How does np.mean() give us the probability?

Question

In the context of this exercise, how does np.mean() give us the probability?

Answer

The np.mean() function is generally used to get the average of all values in a dataset. We can apply this function with a logical statement to get the percent of values that satisfy the logical statement.

In the exercise example, we have np.mean(a==4). First, this will evaluate the conditional, a==4, which will return a list of True and False values. Then it will run np.mean() on that list of True and False values. When running np.mean() on a list of True and False values, True = 1, False = 0 during the calculation.

Because True values count as 1, this is like counting how many elements satisfy the logical statement, and the calculation is essentially:

(Number elements satisfying condition) / (Number total elements)

Example

# a = [4, 3, 1, ..., 4]
np.mean(a==4)
=
np.mean([True, False, False, ..., True])

# In Numpy functions, 
# True  counts as 1
# False counts as 0

# This is then equivalent to calculating
np.mean([1, 0, 0, ..., 1])

# Example:
# There are 10000 total elements
# 5000 elements equal to 4
np.mean(a==4)
= 
5000 / 10000 = 0.5 or 50% probability 

what is the exact mathematics behind np.random.binomial function?
i understood the part it has given some particular result. I am curious to know how exactly python works in background.

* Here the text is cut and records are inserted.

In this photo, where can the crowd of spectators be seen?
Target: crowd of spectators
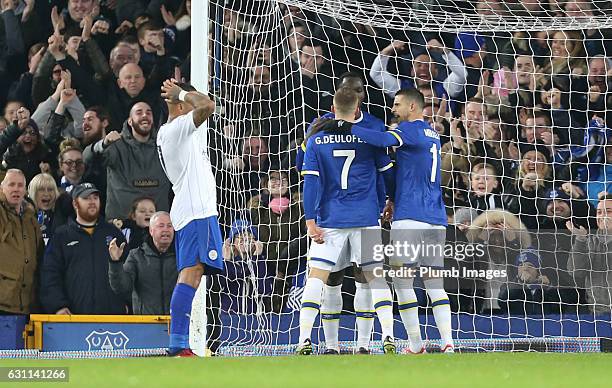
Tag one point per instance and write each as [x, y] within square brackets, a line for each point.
[522, 117]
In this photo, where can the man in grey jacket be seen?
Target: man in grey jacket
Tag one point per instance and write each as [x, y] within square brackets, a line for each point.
[133, 168]
[149, 272]
[591, 258]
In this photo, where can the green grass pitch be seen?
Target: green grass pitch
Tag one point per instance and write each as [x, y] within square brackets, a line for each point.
[491, 370]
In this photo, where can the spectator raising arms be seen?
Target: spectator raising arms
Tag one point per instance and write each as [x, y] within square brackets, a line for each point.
[149, 272]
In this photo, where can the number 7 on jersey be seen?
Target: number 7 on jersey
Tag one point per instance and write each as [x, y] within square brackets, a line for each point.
[350, 156]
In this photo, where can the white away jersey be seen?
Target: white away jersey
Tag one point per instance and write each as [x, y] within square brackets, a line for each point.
[183, 153]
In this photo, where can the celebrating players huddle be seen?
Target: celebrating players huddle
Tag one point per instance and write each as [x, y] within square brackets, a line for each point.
[347, 177]
[344, 166]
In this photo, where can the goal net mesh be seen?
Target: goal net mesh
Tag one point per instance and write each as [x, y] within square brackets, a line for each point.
[518, 91]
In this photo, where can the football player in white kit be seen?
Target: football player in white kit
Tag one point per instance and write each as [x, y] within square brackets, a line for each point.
[183, 151]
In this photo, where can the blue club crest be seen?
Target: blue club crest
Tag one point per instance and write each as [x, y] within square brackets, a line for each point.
[106, 340]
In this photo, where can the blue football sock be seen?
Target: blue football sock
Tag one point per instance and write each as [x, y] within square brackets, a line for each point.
[180, 311]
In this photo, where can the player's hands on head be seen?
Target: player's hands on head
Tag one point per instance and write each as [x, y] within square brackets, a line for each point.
[23, 118]
[63, 311]
[170, 90]
[579, 231]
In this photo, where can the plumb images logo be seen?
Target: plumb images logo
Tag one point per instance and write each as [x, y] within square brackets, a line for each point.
[410, 252]
[106, 340]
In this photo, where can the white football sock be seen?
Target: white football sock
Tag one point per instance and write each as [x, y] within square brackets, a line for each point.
[441, 309]
[383, 305]
[409, 311]
[364, 311]
[331, 308]
[311, 303]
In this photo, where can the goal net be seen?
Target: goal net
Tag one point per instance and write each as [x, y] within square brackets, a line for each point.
[517, 90]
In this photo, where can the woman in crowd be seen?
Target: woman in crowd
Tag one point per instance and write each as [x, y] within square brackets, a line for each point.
[43, 192]
[135, 227]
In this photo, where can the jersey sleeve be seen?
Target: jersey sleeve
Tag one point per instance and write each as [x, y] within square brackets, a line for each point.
[376, 138]
[180, 128]
[383, 161]
[311, 162]
[407, 133]
[299, 157]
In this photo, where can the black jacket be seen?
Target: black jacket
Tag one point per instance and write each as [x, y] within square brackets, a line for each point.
[150, 276]
[75, 271]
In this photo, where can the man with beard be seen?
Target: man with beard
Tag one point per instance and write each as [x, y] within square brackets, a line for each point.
[133, 169]
[26, 150]
[183, 151]
[131, 87]
[74, 276]
[563, 204]
[149, 272]
[591, 258]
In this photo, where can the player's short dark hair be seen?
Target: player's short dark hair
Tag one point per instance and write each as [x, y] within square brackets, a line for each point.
[345, 100]
[413, 95]
[73, 30]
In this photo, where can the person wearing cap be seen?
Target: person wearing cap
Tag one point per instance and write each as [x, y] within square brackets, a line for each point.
[600, 180]
[149, 273]
[26, 150]
[591, 258]
[560, 204]
[247, 286]
[276, 212]
[503, 236]
[20, 246]
[74, 276]
[531, 178]
[133, 166]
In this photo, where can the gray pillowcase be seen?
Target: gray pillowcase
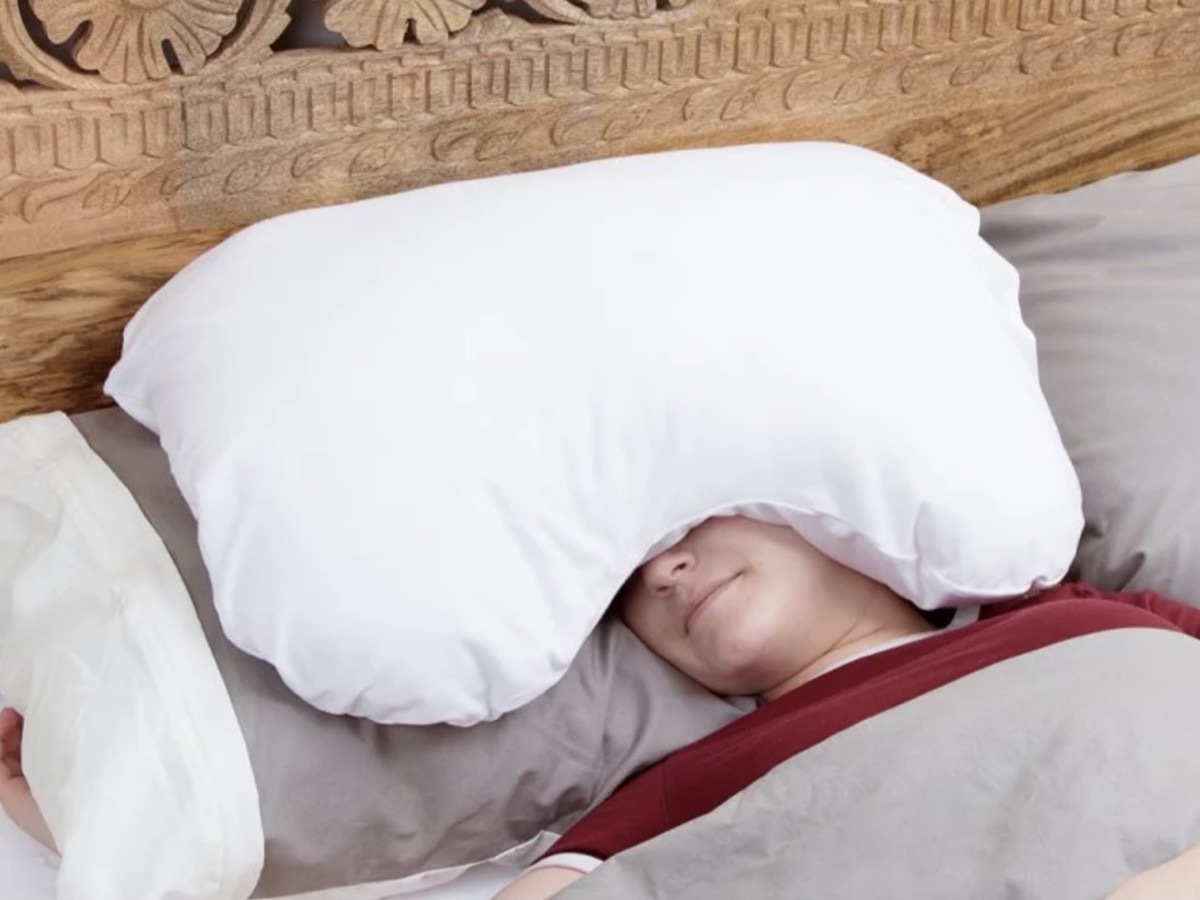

In this exercise - Why does ““print(no_emails)”” and ““print(b_test_emails)”” give 0.0 as results in the terminal?

My guess is that there’s simply no chance any of these combinations would be possible

Regarding no_emails, it is due to the very small probability that emails contains at least one 0. If the probability that a recipient of one email open it is 0.05, then the probability of sending 500 emails and being opened by nobody is (1 - 0.05) ** 500. Therefore, the probability that 0 will appear even once in 10000 trials is 1 - (1 - (1 - 0.05) ** 500) ** 10000. If you calculate this, it will be about 0.000000073.

zero_out_of_500 = (1 - 0.05) ** 500
p = 1 - (1 - zero_out_of_500) ** 10000
print(p)  # 7.2745140578e-08

This is the probability of 7.3 out of 100,000,000 clicks on ‘Run’.

Regarding b_test_emails, isn’t it around 0.002 to 0.003?

Hello there,

Could someone tell me how to find the probability of a point in an interval, like this?
prob_more68 = np.mean(Height_girls>=68)
prob_less70 = np.mean(Height_girls<=70)

Numpy does not allow me to include an & and write it in one line, like this:

prob = np.mean(Height_girls>=68 & Height_girls<=70)

Thanks,
K

prob = np.mean((Height_girls>=68) & (Height_girls<=70))